Nous construisons #NotreAvenir en plusieurs points! #Sénatoriales2017 https://t.co/iAKSiyMaP9
— Anina CIUCIU (@anina_ciuciu) September 14, 2017
En juin dernier, la sénatrice écolo de Seine-Saint-Denis, Aline Archimbaud lui fait part de son intention de ne pas briguer de second mandat. L’élue lui propose de prendre sa succession. “J’étais réticente mais les militants autour de moi pensaient que les sénatoriales pouvaient constituer un levier pour porter nos actions”, assure la jeune candidate. Le plus difficile reste à faire: trouver un parti pour l’accueillir.
Aline Archimbaud prend les devants. Elle contacte Alexandre Aïdara, référent de La République en marche pour le 93. “Anina avait un parcours intéressant. Et puisque notre mouvement est ouvert à toutes les candidatures, j’ai commencé à discuter avec elle », raconte ce relais du président. Les discussions achoppent rapidement sur la place que souhaite occuper la jeune femme: la tête de liste. Celle-ci est promise à Patrick Toulmet, très proche d’Emmanuel Macron.
“On a déjà remporté une victoire: montrer qu’on peut prendre en main notre destin politique”
Le porte-à-porte se poursuit. Le PCF décline. Ses listes sont bouclées. Le PS accepte de s’unir à Europe Ecologie-Les Verts et renvoie la responsabilité d’intégrer Anina Ciuciu à ses alliés écologistes. Entre-temps, la pression médiatique est montée à son maximum. 300 personnalités nationales et locales signent un appel aux formations politiques « de l’arc écologiste et progressiste ». Les articles « bientôt une sénatrice rom? » se multiplient sur le web.
« Anina est une personnalité très intéressante mais elle nous a été imposée par la presse. J’ai même reçu un appel de 13h15, l’émission de France 2 qui voulait suivre ‘la candidate écologiste aux sénatoriales’ alors que rien n’était encore décidé », s’agace Aurélien Berthou, secrétaire départemental EELV.
Or, les écolos détestent qu’on leur impose un candidat.
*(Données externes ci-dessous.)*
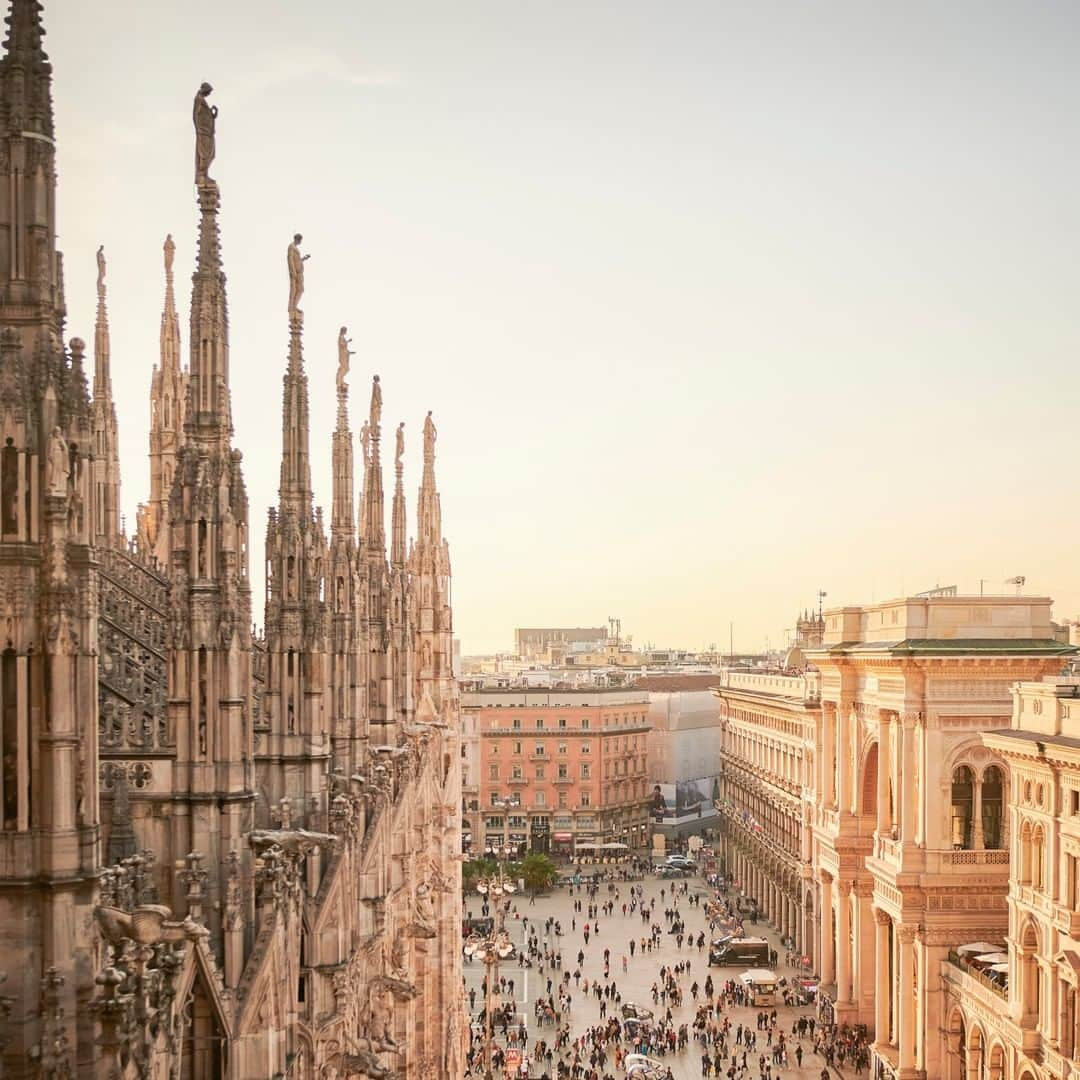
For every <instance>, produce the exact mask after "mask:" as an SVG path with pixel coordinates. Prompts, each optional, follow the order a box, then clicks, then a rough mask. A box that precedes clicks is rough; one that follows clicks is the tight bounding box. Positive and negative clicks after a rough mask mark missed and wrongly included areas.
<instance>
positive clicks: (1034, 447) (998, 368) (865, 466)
mask: <svg viewBox="0 0 1080 1080" xmlns="http://www.w3.org/2000/svg"><path fill="white" fill-rule="evenodd" d="M44 17H45V26H46V31H48V33H46V39H45V44H46V49H48V51H49V53H50V57H51V59H52V62H53V66H54V71H55V81H54V99H55V109H56V130H57V139H58V151H57V152H58V172H59V179H58V231H59V247H60V249H62V251H63V252H64V253H65V278H66V287H67V299H68V310H69V318H68V334H69V335H75V334H78V335H80V336H82V337H84V338H85V339H86V340H89V341H91V340H93V321H94V306H95V292H94V282H95V274H96V267H95V259H94V253H95V251H96V248H97V245H98V244H103V243H104V245H105V251H106V256H107V258H108V289H109V296H108V303H109V316H110V329H111V342H112V370H113V392H114V396H116V400H117V408H118V414H119V421H120V438H121V458H122V467H123V482H124V487H123V503H124V510H125V512H126V516H127V522H129V526H130V527H132V526H133V525H134V519H135V507H136V504H137V503H138V502H139V501H140V500H141V499H145V498H146V492H147V491H148V485H149V480H148V463H147V457H146V454H147V430H148V424H149V386H150V375H151V370H152V367H153V364H154V363H156V361H157V359H158V336H159V327H160V316H161V306H162V297H163V291H164V285H163V270H162V254H161V246H162V242H163V240H164V237H165V233H166V232H172V233H173V237H174V239H175V242H176V281H177V300H178V303H179V305H180V309H181V310H180V324H181V335H183V347H184V351H185V355H186V354H187V349H188V333H187V309H188V300H189V296H190V285H189V275H190V272H191V267H192V254H193V247H194V242H195V226H197V204H195V198H194V188H193V174H192V159H193V133H192V127H191V102H192V97H193V95H194V92H195V90H197V87H198V85H199V83H200V82H202V81H203V80H208V81H210V82H211V83H213V85H214V87H215V90H214V95H213V97H212V100H213V102H214V103H215V104H216V105H217V106H218V107H219V109H220V114H219V117H218V124H217V160H216V161H215V163H214V166H213V167H212V170H211V172H212V174H213V175H214V176H215V178H216V179H217V180H218V183H219V185H220V188H221V199H222V208H221V215H220V225H221V234H222V252H224V257H225V266H226V271H227V274H228V291H229V312H230V346H231V389H232V400H233V420H234V426H235V436H234V443H235V445H237V446H238V447H240V448H241V449H242V450H243V451H244V469H245V476H246V481H247V487H248V495H249V498H251V504H252V521H253V532H254V535H255V537H257V538H258V537H261V535H262V534H264V530H265V522H266V511H267V508H268V507H269V505H270V504H272V503H273V502H274V501H275V499H276V485H278V463H279V460H280V449H281V423H280V413H281V376H282V374H283V372H284V368H285V357H286V348H287V334H288V325H287V315H286V301H287V289H288V278H287V271H286V264H285V249H286V246H287V244H288V241H289V239H291V238H292V234H293V233H294V232H296V231H299V232H302V234H303V238H305V240H303V249H305V251H307V252H309V253H310V255H311V258H310V260H309V261H308V262H307V265H306V266H307V273H306V293H305V297H303V301H302V307H303V308H305V311H306V321H305V353H306V361H307V367H308V372H309V375H310V378H311V420H312V446H311V454H312V471H313V478H314V486H315V492H316V501H318V502H319V503H321V504H322V505H324V507H325V509H326V513H327V516H328V513H329V499H330V469H329V450H330V432H332V430H333V427H334V417H335V395H334V372H335V368H336V337H337V330H338V327H339V326H340V325H341V324H346V325H347V326H348V327H349V332H350V335H351V337H352V340H353V346H352V348H353V349H354V350H355V351H356V355H355V356H354V357H353V362H352V377H351V383H352V388H353V389H352V417H353V422H352V427H353V430H354V431H359V429H360V426H361V423H362V421H363V418H364V415H365V414H366V407H367V399H368V392H369V383H370V376H372V375H373V374H376V373H378V374H379V375H380V377H381V381H382V387H383V397H384V407H383V426H384V429H387V430H389V429H390V428H392V427H395V426H396V422H397V420H399V419H402V420H405V422H406V432H407V437H408V450H407V455H406V473H405V478H406V490H407V492H408V498H409V515H410V522H411V519H413V518H414V517H415V499H416V489H417V485H418V483H419V451H420V430H421V423H422V419H423V416H424V414H426V413H427V410H428V409H429V408H430V409H433V410H434V417H435V421H436V423H437V426H438V461H437V475H438V485H440V489H441V492H442V505H443V526H444V532H445V534H446V536H447V539H448V541H449V544H450V553H451V559H453V565H454V609H455V627H456V634H457V635H458V636H459V637H460V638H461V640H462V648H463V650H464V651H465V652H467V653H470V652H473V653H474V652H481V651H494V650H497V649H502V650H509V649H510V648H511V647H512V644H513V629H514V627H515V626H521V625H534V626H536V625H565V626H573V625H599V624H602V623H603V622H604V620H605V619H606V618H607V617H608V616H617V617H619V618H621V620H622V627H623V631H624V632H625V633H630V634H633V637H634V642H635V644H638V645H644V644H646V643H654V644H657V645H659V646H683V647H688V648H700V647H702V646H707V645H710V644H713V643H716V644H718V645H720V646H721V647H727V645H728V643H729V640H730V639H731V638H732V637H733V640H734V646H735V648H737V649H753V648H760V647H762V646H765V644H766V643H767V642H768V643H769V644H771V645H772V646H777V645H779V644H782V643H783V642H784V640H785V639H786V633H787V631H788V629H789V627H792V626H793V625H794V619H795V615H796V612H797V611H798V610H799V609H801V608H804V607H808V606H813V605H814V604H815V603H816V593H818V591H819V589H821V590H824V591H825V592H826V593H827V597H826V600H825V605H826V607H828V606H831V605H839V604H859V603H870V602H873V600H882V599H887V598H890V597H893V596H897V595H902V594H904V593H907V594H910V593H914V592H917V591H920V590H923V589H928V588H933V586H934V585H939V584H941V585H946V584H954V583H955V584H958V585H959V586H960V589H961V591H973V592H976V593H977V591H978V589H980V581H981V580H982V581H983V582H984V585H983V588H984V589H985V590H986V592H1009V591H1011V586H1009V585H1005V584H1004V583H1003V582H1004V580H1005V579H1007V578H1010V577H1013V576H1015V575H1024V576H1026V578H1027V584H1026V586H1025V589H1026V591H1028V592H1031V593H1038V594H1043V595H1050V596H1052V597H1054V599H1055V607H1054V611H1055V617H1057V618H1059V619H1064V618H1076V617H1077V616H1078V615H1080V578H1078V567H1077V557H1076V556H1077V545H1076V536H1077V530H1078V526H1080V501H1078V500H1077V498H1076V486H1077V447H1078V442H1080V434H1078V432H1077V422H1076V411H1077V406H1078V404H1080V397H1078V377H1077V356H1078V353H1080V320H1078V314H1077V313H1078V311H1080V306H1078V303H1077V299H1078V297H1080V267H1078V256H1077V252H1078V251H1080V245H1078V243H1077V240H1078V238H1080V200H1078V199H1077V192H1078V191H1080V158H1078V150H1077V140H1076V137H1075V132H1076V118H1077V116H1078V114H1080V69H1078V67H1077V65H1076V62H1075V60H1076V55H1077V52H1078V46H1080V40H1078V37H1080V8H1078V6H1077V5H1076V4H1074V3H1067V2H1061V3H1038V2H1036V3H1024V4H1018V3H994V2H964V0H955V2H950V3H948V4H941V3H937V2H905V3H903V4H896V3H875V2H869V3H867V2H850V3H849V2H822V3H814V4H809V3H797V2H787V3H774V2H769V0H756V2H753V3H748V2H742V3H728V2H723V0H713V2H700V3H699V2H689V0H687V2H677V3H671V4H658V3H654V2H651V3H645V2H637V0H618V2H615V0H612V2H591V0H582V2H575V3H569V2H555V3H524V2H514V3H507V2H504V0H490V2H488V0H483V2H473V0H462V2H460V3H453V4H449V3H444V2H442V0H432V2H409V0H402V2H394V3H390V2H387V0H382V2H374V0H322V2H320V3H319V4H298V3H295V2H291V0H257V2H256V0H228V2H227V3H221V2H220V0H184V2H180V0H154V2H153V3H146V0H95V2H94V3H86V2H85V0H45V12H44ZM357 457H359V454H357ZM388 481H389V476H388ZM260 549H261V542H260V541H259V542H258V543H257V544H256V558H255V561H254V565H253V579H254V580H255V582H256V588H257V592H256V598H255V599H256V609H257V610H259V609H260V608H261V595H262V594H261V590H262V583H261V582H262V576H261V566H260V565H259V561H258V552H259V551H260Z"/></svg>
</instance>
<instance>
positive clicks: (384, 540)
mask: <svg viewBox="0 0 1080 1080" xmlns="http://www.w3.org/2000/svg"><path fill="white" fill-rule="evenodd" d="M367 422H368V428H367V445H365V458H366V459H367V462H368V463H367V468H366V469H365V471H364V508H363V509H364V524H363V529H362V534H363V539H364V550H365V551H366V552H367V555H368V558H378V557H382V558H384V557H386V553H387V532H386V524H384V522H383V502H382V462H381V460H380V458H379V443H380V441H381V436H382V388H381V387H380V386H379V377H378V376H377V375H376V376H375V377H374V379H373V380H372V408H370V415H369V418H368V421H367ZM361 440H362V441H364V440H363V435H361ZM368 446H369V448H368Z"/></svg>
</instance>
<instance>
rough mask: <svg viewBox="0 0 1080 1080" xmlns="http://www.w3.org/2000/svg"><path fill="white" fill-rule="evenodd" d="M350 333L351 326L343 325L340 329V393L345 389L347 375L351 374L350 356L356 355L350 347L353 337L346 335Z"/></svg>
mask: <svg viewBox="0 0 1080 1080" xmlns="http://www.w3.org/2000/svg"><path fill="white" fill-rule="evenodd" d="M348 333H349V328H348V327H347V326H342V327H341V329H340V330H338V374H337V383H338V393H341V392H342V391H343V390H345V377H346V376H347V375H348V374H349V357H350V356H352V355H354V352H353V350H352V349H350V348H349V346H350V345H352V338H350V337H346V334H348Z"/></svg>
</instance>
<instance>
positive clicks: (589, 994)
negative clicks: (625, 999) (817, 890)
mask: <svg viewBox="0 0 1080 1080" xmlns="http://www.w3.org/2000/svg"><path fill="white" fill-rule="evenodd" d="M657 885H659V886H660V888H659V890H657V888H656V885H652V883H646V882H644V881H642V882H637V881H619V880H610V879H609V880H590V879H585V880H582V881H580V882H579V883H577V885H575V883H570V885H569V886H568V887H567V889H568V893H569V899H570V901H571V904H570V924H569V930H568V932H565V931H564V927H563V923H562V921H561V920H558V919H556V918H554V917H553V916H550V917H548V918H545V919H540V920H530V918H529V916H528V914H523V913H522V910H521V909H519V907H518V903H517V901H514V900H507V901H504V904H505V912H504V917H505V920H507V924H508V926H513V924H519V927H521V942H522V945H521V947H519V948H518V950H517V955H516V957H515V962H516V963H518V964H521V966H522V967H524V968H529V969H532V971H534V972H535V974H534V975H532V978H531V982H530V986H531V987H532V989H534V990H535V991H536V993H535V997H532V998H531V1001H530V1005H529V1009H528V1017H527V1016H526V1012H525V1011H524V1010H522V1011H518V1007H519V1002H518V1001H517V999H516V998H515V980H514V978H513V977H509V976H507V975H505V974H503V975H502V976H501V977H500V978H499V981H498V983H497V984H496V985H494V986H492V987H491V991H492V994H491V997H492V1000H494V1001H495V1004H494V1005H492V1009H491V1030H492V1034H494V1036H495V1039H494V1042H495V1045H494V1049H492V1053H491V1066H492V1069H495V1070H497V1071H498V1074H499V1075H500V1076H504V1075H505V1074H507V1069H508V1064H507V1063H508V1059H510V1061H511V1064H513V1063H514V1062H516V1063H517V1065H516V1072H517V1075H518V1077H519V1078H526V1077H532V1078H539V1080H622V1076H623V1072H624V1069H625V1068H626V1065H627V1056H629V1055H632V1054H637V1055H645V1056H646V1057H647V1058H649V1059H650V1063H651V1064H648V1065H646V1066H645V1069H646V1075H645V1076H642V1077H640V1080H674V1076H675V1075H674V1072H673V1071H672V1069H671V1066H670V1059H671V1058H673V1057H675V1058H678V1059H688V1058H687V1055H691V1054H693V1055H696V1056H697V1057H699V1058H700V1063H701V1076H702V1077H711V1078H718V1080H755V1078H756V1080H783V1078H784V1077H786V1076H792V1070H793V1069H806V1068H812V1067H813V1066H812V1065H811V1057H810V1055H814V1056H815V1058H816V1059H818V1061H820V1062H821V1063H822V1069H821V1074H820V1075H821V1077H822V1078H834V1077H835V1076H836V1071H831V1070H841V1069H842V1070H850V1071H851V1072H853V1075H854V1076H856V1077H858V1076H860V1075H863V1074H864V1072H865V1070H866V1069H867V1066H868V1063H869V1048H868V1042H867V1039H866V1032H865V1030H863V1029H855V1028H849V1027H847V1026H839V1027H837V1026H834V1025H832V1024H823V1023H819V1022H818V1020H816V1017H815V1016H814V1015H813V1014H812V1013H809V1012H807V1011H802V1012H795V1010H794V1004H795V1003H802V1002H804V1001H805V998H802V997H800V996H799V995H798V994H797V990H798V987H797V985H796V983H795V981H794V978H793V980H786V978H781V980H780V981H779V984H780V985H779V993H780V995H781V997H782V998H783V999H784V1001H785V1003H787V1002H791V1003H792V1005H793V1008H792V1009H791V1010H785V1012H787V1013H788V1016H787V1017H786V1018H785V1021H784V1022H782V1021H781V1017H780V1016H779V1015H778V1011H777V1009H775V1008H765V1009H756V1007H755V1003H754V1001H755V997H754V993H753V990H752V989H751V988H750V987H748V986H747V985H746V984H744V983H743V982H742V981H740V980H738V978H723V980H721V978H719V976H718V977H717V980H716V981H714V978H713V974H712V972H711V971H710V970H708V968H707V967H706V966H705V963H704V958H703V953H704V951H705V950H706V949H707V948H708V944H710V940H711V936H712V934H713V933H714V932H715V931H716V930H717V929H718V928H719V929H726V930H730V931H732V932H735V933H742V931H743V920H744V918H747V917H755V916H756V913H755V912H754V910H753V908H751V907H748V906H747V905H746V904H745V903H743V904H740V903H739V899H740V897H738V896H735V897H733V899H732V897H731V896H729V895H728V894H727V890H726V889H723V888H719V887H717V888H715V890H711V893H712V895H711V896H706V903H705V905H704V906H703V905H702V899H703V897H702V894H701V893H700V892H699V891H691V888H690V882H689V881H687V880H683V881H678V882H674V881H659V882H657ZM602 891H603V895H602ZM484 906H485V912H484V914H485V915H486V914H488V912H487V910H486V908H487V907H488V905H487V904H486V903H485V905H484ZM706 908H707V910H706ZM528 909H529V908H528V907H526V913H527V912H528ZM467 914H468V913H467ZM691 919H697V920H699V921H701V922H702V923H703V926H702V927H701V928H698V927H692V926H690V920H691ZM635 927H637V929H634V928H635ZM627 931H629V932H627ZM665 939H666V940H667V945H666V946H665V945H664V941H665ZM661 950H662V951H663V956H664V960H663V962H661V963H659V966H658V968H657V976H656V978H654V980H653V981H652V983H651V987H650V989H649V991H648V994H649V998H650V999H651V1003H647V1002H633V1001H630V1000H624V997H623V987H621V986H620V982H619V981H620V977H621V976H625V975H627V974H629V972H630V966H631V964H634V966H635V969H636V970H637V971H640V970H642V968H643V967H644V968H645V969H646V970H648V968H649V967H650V966H651V961H652V957H653V955H659V954H661ZM564 954H565V955H564ZM586 958H590V959H591V962H590V963H589V964H588V967H589V968H590V969H592V970H593V971H594V976H593V977H589V974H588V973H586V971H585V970H584V969H585V968H586V962H585V961H586ZM771 959H772V962H773V963H774V964H775V962H777V956H775V953H773V955H772V958H771ZM787 959H788V957H785V960H787ZM597 971H598V974H596V973H595V972H597ZM519 977H521V978H522V980H524V978H525V977H527V976H526V975H525V974H524V973H523V974H522V975H521V976H519ZM518 985H519V984H518ZM637 985H642V984H640V982H639V981H637ZM645 985H648V981H646V984H645ZM478 997H480V1000H478V1002H477V994H476V990H475V989H473V990H471V991H470V993H469V1004H470V1011H471V1012H472V1013H473V1016H474V1023H473V1025H472V1028H471V1031H472V1038H471V1043H470V1048H469V1052H468V1061H467V1071H465V1076H467V1077H482V1076H484V1075H485V1071H486V1068H487V1062H486V1050H485V1048H486V1031H487V1023H488V1017H487V1013H486V984H485V985H484V986H483V987H482V994H481V995H480V996H478ZM477 1004H478V1005H480V1008H478V1010H477V1008H476V1007H477ZM586 1008H588V1009H589V1012H590V1014H591V1017H592V1018H593V1020H595V1022H594V1023H588V1024H586V1023H583V1017H584V1013H585V1010H586ZM576 1009H577V1012H578V1015H579V1016H582V1021H579V1023H578V1024H575V1023H573V1021H575V1010H576ZM755 1009H756V1013H755V1015H754V1017H753V1022H751V1018H750V1016H747V1015H745V1014H746V1013H747V1012H748V1011H750V1012H753V1011H754V1010H755ZM788 1018H789V1024H788V1023H786V1020H788ZM530 1042H531V1045H530ZM511 1052H513V1057H512V1058H510V1057H509V1054H510V1053H511ZM638 1061H639V1059H638V1058H634V1059H633V1062H638ZM804 1075H806V1074H804Z"/></svg>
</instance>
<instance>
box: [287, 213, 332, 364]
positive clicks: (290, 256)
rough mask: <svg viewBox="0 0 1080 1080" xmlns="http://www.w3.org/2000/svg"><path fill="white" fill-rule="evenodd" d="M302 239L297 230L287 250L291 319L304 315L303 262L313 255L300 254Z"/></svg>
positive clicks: (289, 296) (288, 277)
mask: <svg viewBox="0 0 1080 1080" xmlns="http://www.w3.org/2000/svg"><path fill="white" fill-rule="evenodd" d="M302 240H303V237H301V235H300V233H298V232H297V233H296V234H295V235H294V237H293V242H292V243H291V244H289V245H288V251H287V252H286V261H287V262H288V314H289V318H291V319H300V318H302V315H303V312H302V311H300V308H299V303H300V297H301V296H303V264H305V262H306V261H307V260H308V259H309V258H310V257H311V256H309V255H301V254H300V242H301V241H302ZM339 341H340V339H339ZM339 348H340V343H339Z"/></svg>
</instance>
Nicolas Hulot défait par Eva Joly lors de la primaire de 2011 peut en témoigner. Le 20 août, les militants tranchent. Nettement. Anina Ciuciu recueille trois fois moins de voix. Qu’Aline Archimbaud ait donné son parrainage à Emmanuel Macron pour la présidentielle n’a rien arrangé à l’affaire.
Deux semaines et quelques centaines d’euros pour faire campagne
L’intéressée ne décolère pas: « C’est l’expression d’un conservatisme et d’un repli des appareils politiques. En deuxième position sur la liste PS-EELV, Anina aurait eu de grandes chances d’être élue » Au lieu de ça, la jeune femme se retrouve sans parti pour la soutenir. Tant pis. In extremis, Anina Ciuciu dépose sa propre liste. « J’ai connu bien pire dans ma vie, dépassé des obstacles plus grands », lâche-t-elle.
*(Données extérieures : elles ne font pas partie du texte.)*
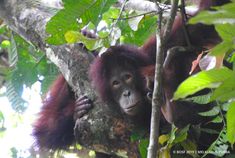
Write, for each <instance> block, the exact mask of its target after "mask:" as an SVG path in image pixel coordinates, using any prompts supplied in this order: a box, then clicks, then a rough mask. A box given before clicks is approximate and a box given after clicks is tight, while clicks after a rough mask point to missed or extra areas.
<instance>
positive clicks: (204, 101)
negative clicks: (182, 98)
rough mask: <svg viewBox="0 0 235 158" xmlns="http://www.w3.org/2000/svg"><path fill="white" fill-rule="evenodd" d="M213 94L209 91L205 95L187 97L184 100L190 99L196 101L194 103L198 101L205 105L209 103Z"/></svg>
mask: <svg viewBox="0 0 235 158" xmlns="http://www.w3.org/2000/svg"><path fill="white" fill-rule="evenodd" d="M211 95H212V94H211V93H209V94H205V95H200V96H195V97H190V98H186V99H184V100H185V101H189V102H194V103H197V104H202V105H205V104H208V103H209V102H210V98H211Z"/></svg>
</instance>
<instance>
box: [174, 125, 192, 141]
mask: <svg viewBox="0 0 235 158" xmlns="http://www.w3.org/2000/svg"><path fill="white" fill-rule="evenodd" d="M188 130H189V125H187V126H186V127H184V128H183V129H178V130H177V131H176V133H175V136H176V137H175V140H174V143H175V144H177V143H179V142H183V141H184V140H186V139H187V137H188Z"/></svg>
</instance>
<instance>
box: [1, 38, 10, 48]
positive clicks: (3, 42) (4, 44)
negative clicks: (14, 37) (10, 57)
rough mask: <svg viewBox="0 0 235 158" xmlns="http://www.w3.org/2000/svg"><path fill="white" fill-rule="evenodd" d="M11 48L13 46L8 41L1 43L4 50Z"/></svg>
mask: <svg viewBox="0 0 235 158" xmlns="http://www.w3.org/2000/svg"><path fill="white" fill-rule="evenodd" d="M10 46H11V42H10V41H8V40H3V41H2V43H1V47H2V48H8V47H10Z"/></svg>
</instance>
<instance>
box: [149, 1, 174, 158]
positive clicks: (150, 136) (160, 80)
mask: <svg viewBox="0 0 235 158" xmlns="http://www.w3.org/2000/svg"><path fill="white" fill-rule="evenodd" d="M171 4H172V5H171V6H172V7H171V11H170V17H169V19H168V20H167V24H166V29H165V30H164V32H163V34H161V32H162V24H161V22H162V12H159V18H158V27H157V32H156V39H157V40H156V51H157V52H156V65H155V77H154V91H153V99H152V114H151V128H150V140H149V146H148V156H147V157H148V158H156V157H157V155H158V150H159V148H158V137H159V127H160V115H161V112H160V110H161V106H162V104H163V96H162V71H163V62H164V52H165V45H166V42H167V41H168V39H169V36H170V33H171V29H172V25H173V22H174V19H175V15H176V12H177V9H178V0H172V2H171ZM156 5H157V7H158V9H161V8H160V6H159V5H158V2H157V1H156Z"/></svg>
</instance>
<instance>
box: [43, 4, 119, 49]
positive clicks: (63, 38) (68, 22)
mask: <svg viewBox="0 0 235 158" xmlns="http://www.w3.org/2000/svg"><path fill="white" fill-rule="evenodd" d="M115 2H116V0H79V1H77V0H64V9H62V10H60V11H59V12H58V13H57V14H56V15H55V16H54V17H52V18H51V20H50V21H49V22H48V23H47V26H46V31H47V32H48V33H49V34H50V35H51V36H50V37H49V38H48V39H47V42H48V43H50V44H54V45H59V44H64V43H66V40H65V38H64V35H65V33H66V32H68V31H77V30H79V28H82V27H83V26H85V25H87V24H88V22H92V23H93V24H95V25H97V24H98V22H99V21H100V20H101V18H102V14H103V13H104V12H105V11H107V10H108V9H109V7H110V6H111V5H112V4H113V3H115ZM78 20H81V22H79V23H78Z"/></svg>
Aujourd’hui, elle refuse de commenter la décision d’EELV et se concentre sur un travail de titan: convaincre une majorité des 2 300 grands électeurs de Seine-Saint-Denis de voter pour elle. Le temps, deux semaines de campagne, a manqué. L’argent aussi avec un budget inférieur à mille euros. Qu’importe. « C’est le début d’un mouvement qui va grandir. On a déjà remporté une victoire: montrer qu’on peut prendre en main notre destin politique », s’enthousiasme la candidate. Dimanche, peu avant 20 heures, Anina Ciuciu saura si elle continue son combat sous les tags du « 6B » ou sous les ors du Sénat.